All Kenya Airports Authority (KAA) employees will continue working under their current terms should India’s Adani Airport Holdings win its bid to run Kenya’s largest airport for 30 years, signalling a softened position after the workers’ standoff.
Adani’s revised key concession terms to KAA, in which it intends to spend $1.85 billion (Sh238 billion) to upgrade and expand Jomo Kenyatta International Airport (JKIA), shows the firm has now committed to absorb all the current workforce for two years before offering them new contracts.
This marks a departure from the initial proposal that was to see Adani immediately force KAA employees into renegotiated contracts and only absorb a certain percentage of them while releasing others.
“The proponent (Adani) expects a time period of two years from the effective date of the concession agreement for the transition of JKIA operations from Authority (KAA) to the concessionaire (Adani),” the revised terms read in part.
“The concessionaire shall make an offer to all such Authority employees, on terms and conditions that are similar to their existing employment.”

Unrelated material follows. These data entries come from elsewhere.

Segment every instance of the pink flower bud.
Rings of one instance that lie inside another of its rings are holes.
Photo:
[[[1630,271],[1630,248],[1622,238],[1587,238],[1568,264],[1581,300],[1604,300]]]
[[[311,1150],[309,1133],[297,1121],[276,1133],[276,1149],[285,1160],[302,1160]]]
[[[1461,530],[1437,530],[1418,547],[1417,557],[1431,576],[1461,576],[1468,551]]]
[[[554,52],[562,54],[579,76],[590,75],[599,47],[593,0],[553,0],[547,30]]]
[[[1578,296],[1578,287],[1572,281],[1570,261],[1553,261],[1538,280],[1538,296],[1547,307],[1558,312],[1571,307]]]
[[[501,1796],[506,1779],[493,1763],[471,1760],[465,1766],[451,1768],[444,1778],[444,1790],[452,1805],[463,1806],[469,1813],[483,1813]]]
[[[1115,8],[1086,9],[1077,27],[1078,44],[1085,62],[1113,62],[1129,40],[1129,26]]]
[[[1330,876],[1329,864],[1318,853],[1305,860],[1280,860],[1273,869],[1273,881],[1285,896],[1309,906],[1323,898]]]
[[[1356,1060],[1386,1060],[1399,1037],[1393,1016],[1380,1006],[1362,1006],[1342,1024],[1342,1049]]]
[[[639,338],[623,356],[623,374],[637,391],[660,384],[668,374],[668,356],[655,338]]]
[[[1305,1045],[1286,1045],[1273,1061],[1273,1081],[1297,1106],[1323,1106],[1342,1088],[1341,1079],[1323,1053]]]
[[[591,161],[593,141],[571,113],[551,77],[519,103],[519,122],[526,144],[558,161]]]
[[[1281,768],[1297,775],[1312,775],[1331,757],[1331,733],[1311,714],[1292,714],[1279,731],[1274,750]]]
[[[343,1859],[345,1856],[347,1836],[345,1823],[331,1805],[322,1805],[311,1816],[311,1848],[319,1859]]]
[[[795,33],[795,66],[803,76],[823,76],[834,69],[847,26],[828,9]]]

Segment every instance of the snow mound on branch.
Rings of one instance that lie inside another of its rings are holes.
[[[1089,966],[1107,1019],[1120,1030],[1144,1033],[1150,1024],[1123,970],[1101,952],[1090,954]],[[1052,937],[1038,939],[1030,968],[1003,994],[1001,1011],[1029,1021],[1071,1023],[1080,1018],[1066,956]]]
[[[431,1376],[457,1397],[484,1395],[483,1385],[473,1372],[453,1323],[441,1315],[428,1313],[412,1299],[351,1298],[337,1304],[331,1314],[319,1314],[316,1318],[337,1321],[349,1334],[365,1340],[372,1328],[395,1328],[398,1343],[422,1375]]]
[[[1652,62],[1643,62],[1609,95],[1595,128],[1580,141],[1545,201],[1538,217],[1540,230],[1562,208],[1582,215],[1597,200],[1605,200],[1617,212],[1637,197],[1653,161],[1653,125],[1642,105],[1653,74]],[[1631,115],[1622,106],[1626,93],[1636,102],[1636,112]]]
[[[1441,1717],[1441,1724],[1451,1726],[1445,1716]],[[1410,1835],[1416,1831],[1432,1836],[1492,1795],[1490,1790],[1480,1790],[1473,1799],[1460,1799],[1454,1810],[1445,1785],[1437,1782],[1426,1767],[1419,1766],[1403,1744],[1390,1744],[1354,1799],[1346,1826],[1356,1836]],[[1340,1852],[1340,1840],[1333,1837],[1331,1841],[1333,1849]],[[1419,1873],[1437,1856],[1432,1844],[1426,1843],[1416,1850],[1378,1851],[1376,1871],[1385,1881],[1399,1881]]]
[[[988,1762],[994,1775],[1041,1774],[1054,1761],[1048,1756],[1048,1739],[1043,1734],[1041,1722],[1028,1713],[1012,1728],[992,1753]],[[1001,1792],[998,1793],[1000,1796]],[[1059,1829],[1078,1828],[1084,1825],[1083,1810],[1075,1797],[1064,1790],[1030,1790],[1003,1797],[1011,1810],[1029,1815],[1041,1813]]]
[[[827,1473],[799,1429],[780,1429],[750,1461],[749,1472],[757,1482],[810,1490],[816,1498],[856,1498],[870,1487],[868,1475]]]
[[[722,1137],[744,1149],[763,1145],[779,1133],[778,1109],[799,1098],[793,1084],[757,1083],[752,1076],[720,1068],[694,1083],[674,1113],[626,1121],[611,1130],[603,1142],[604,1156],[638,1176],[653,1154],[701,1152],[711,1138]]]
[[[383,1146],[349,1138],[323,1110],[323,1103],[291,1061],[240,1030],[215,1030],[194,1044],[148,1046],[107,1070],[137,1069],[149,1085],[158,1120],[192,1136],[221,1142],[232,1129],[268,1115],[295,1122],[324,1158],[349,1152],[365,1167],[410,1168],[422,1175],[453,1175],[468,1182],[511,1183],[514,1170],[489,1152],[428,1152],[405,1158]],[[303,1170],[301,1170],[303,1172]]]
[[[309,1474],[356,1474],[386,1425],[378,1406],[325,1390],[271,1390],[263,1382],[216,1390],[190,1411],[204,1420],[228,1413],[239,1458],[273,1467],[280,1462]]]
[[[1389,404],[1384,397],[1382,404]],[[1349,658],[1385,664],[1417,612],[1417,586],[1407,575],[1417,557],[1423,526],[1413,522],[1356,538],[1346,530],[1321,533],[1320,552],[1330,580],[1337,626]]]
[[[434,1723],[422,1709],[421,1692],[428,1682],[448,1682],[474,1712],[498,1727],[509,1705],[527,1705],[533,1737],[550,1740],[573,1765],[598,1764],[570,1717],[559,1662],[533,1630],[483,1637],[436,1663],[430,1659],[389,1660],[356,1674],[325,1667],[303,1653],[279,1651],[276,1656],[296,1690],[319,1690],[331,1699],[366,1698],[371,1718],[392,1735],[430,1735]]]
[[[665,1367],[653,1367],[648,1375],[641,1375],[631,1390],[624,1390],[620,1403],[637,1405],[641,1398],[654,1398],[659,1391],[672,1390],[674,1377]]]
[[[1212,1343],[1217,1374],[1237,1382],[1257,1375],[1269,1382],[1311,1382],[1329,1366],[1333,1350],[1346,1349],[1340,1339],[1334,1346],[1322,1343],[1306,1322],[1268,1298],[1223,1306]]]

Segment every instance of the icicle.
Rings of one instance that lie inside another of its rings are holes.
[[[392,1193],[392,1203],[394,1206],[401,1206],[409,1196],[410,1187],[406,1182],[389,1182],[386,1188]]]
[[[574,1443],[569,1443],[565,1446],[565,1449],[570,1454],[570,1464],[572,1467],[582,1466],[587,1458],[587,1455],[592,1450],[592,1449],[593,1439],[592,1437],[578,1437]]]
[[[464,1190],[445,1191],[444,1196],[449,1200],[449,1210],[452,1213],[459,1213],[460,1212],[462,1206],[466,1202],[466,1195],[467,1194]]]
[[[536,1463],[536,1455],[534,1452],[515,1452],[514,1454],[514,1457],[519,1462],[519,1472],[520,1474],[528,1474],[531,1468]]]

Adani is even projecting that salaries and wages of existing KAA employees will grow steadily at about five percent, with a 10 percent increase at the start of the concession and even witness a “slight increase” in the number of employees at the beginning.
However, Adani says, before the expiry of the transition period, it will make an offer to all JKIA existing employees to transfer their employment from the airport on new terms.
KAA’s latest annual report shows it had 1,801 employees at the end of June 2022.
According to the revised document, upon the expiry of the two-year transition period, KAA employees who would not have accepted Adani’s employment offer “shall be transferred out of the JKIA and redeployed by the Authority.”
Adani’s softened stance follows weeks of standoff with KAA employees, who have staged several days of demonstrations over what they termed as unfair proposals.
The Indian firm had initially stated that it would offer employment to a “mutually agreed percentage” of current KAA employees on terms and conditions set out in the concession agreement and would even hire non-Kenyan employees on secondment or contract basis.
The initial proposal had rattled KAA workers as it pointed to potential job losses and an unknown new remuneration structure.
Adani is seeking to generate $163 million (Sh21 billion) from JKIA in 2025—the proposed first year of operation—being more than the Sh13.3 billion that KAA made from all its operations in the financial year ended June 2022.
The firm wants to run the airport for 30 years and transfer it back to JKIA at a value to be determined by the two parties, but with a guaranteed internal rate of return (IRR) on equity of 18 percent. IRR measures the profitability of an investment.